BERLIN -- Daimler will produce its first in-house electric motor at its oldest plant in Berlin.
The motor weighs a fraction of its diesel equivalent and can boost the range of an EV by up to 7 percent. It is known as an axial flux motor and is designed by the British startup YASA that Daimler acquired earlier this year,
Investment in the Berlin-Marienfelde plant, previously pinned at a two-digit million euro amount, will rise to a low three-digit million euro amount in the next six years, Daimler said in a statement on Thursday.
YASA's founder Tim Woolmer told Reuters in July that Daimler had briefed YASA to bring costs down in future iterations of its motor so the carmaker could use them across its entire EV range.
The investment provides relief to workers worried that the Berlin site was on the brink of deep job cuts.
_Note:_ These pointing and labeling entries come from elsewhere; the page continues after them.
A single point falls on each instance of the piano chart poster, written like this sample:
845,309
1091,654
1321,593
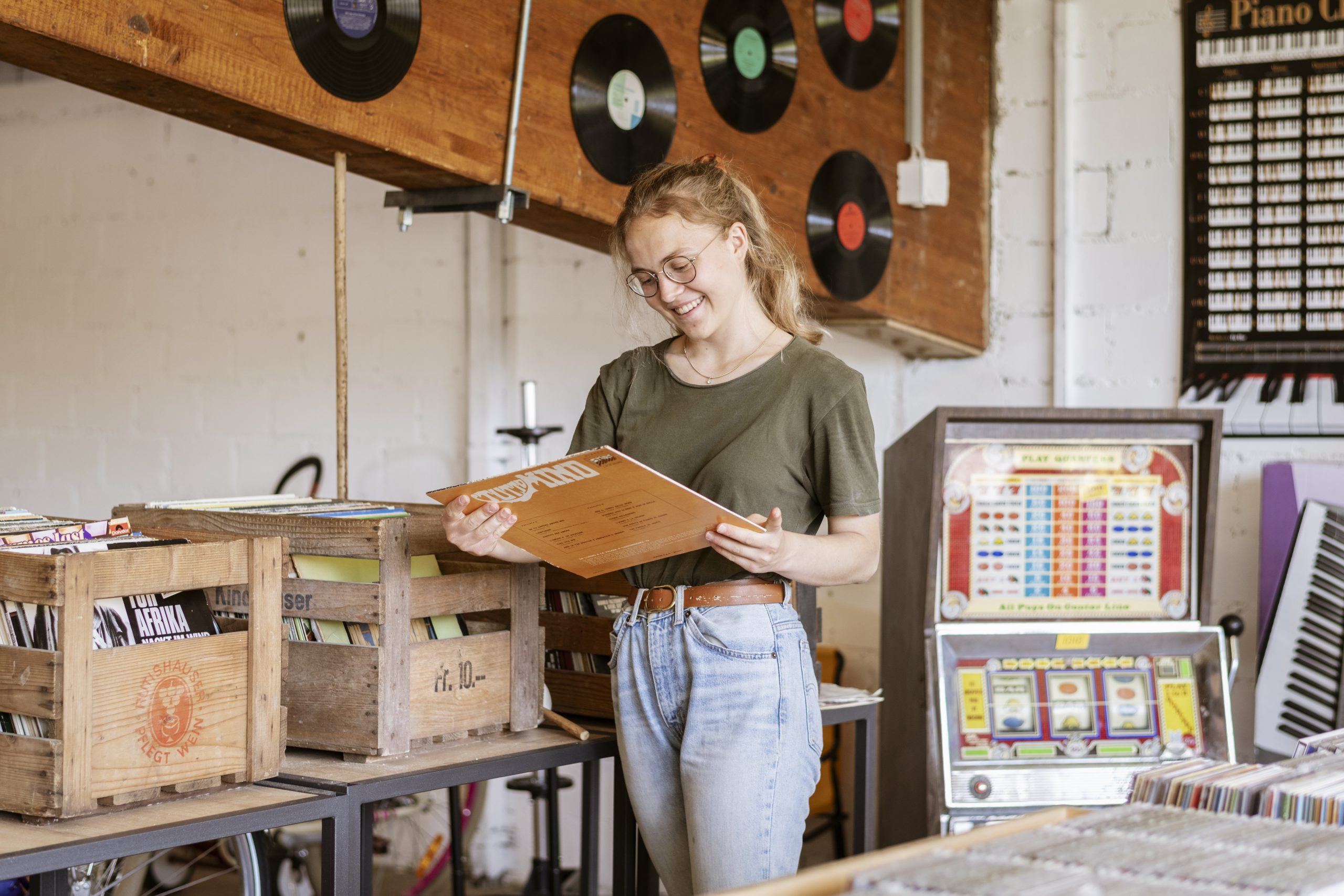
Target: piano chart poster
1067,531
1264,183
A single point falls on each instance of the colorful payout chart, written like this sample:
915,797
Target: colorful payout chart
1074,531
1077,708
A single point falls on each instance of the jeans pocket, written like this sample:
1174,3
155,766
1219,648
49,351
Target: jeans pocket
736,632
811,699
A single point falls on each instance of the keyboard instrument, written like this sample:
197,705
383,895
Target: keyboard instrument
1272,404
1297,692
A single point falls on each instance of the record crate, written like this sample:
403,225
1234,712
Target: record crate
369,702
582,693
142,722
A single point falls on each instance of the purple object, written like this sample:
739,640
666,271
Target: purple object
1285,487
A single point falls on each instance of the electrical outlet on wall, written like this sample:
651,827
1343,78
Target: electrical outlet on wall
922,182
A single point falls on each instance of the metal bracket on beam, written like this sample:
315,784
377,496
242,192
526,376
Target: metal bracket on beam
503,199
454,199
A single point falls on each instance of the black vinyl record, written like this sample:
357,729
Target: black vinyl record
356,50
858,39
848,225
623,99
749,58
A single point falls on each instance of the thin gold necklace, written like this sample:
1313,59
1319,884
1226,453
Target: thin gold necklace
709,381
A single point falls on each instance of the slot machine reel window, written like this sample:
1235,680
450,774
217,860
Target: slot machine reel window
1067,531
1131,698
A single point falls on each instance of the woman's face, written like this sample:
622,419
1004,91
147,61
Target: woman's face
719,287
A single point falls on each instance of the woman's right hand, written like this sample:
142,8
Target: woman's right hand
478,532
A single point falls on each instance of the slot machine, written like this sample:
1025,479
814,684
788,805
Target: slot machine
1047,614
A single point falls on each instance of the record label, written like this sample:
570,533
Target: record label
749,53
850,226
625,100
356,50
858,39
749,58
858,19
355,18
Workers feared for their positions after Daimler said in 2020 that it would end production of the 6-cylinder diesel engine built there within a year.
The e-motor is simpler to produce than its diesel equivalent, meaning the plant will eventually require less workers -- but the exact number of future job losses was not yet clear, head of production Joerg Burzer said on a press call.
A start date for production of the motor was not provided.
The factory's 2,300 employees are guaranteed their positions until the beginning of 2030 under an existing union agreement.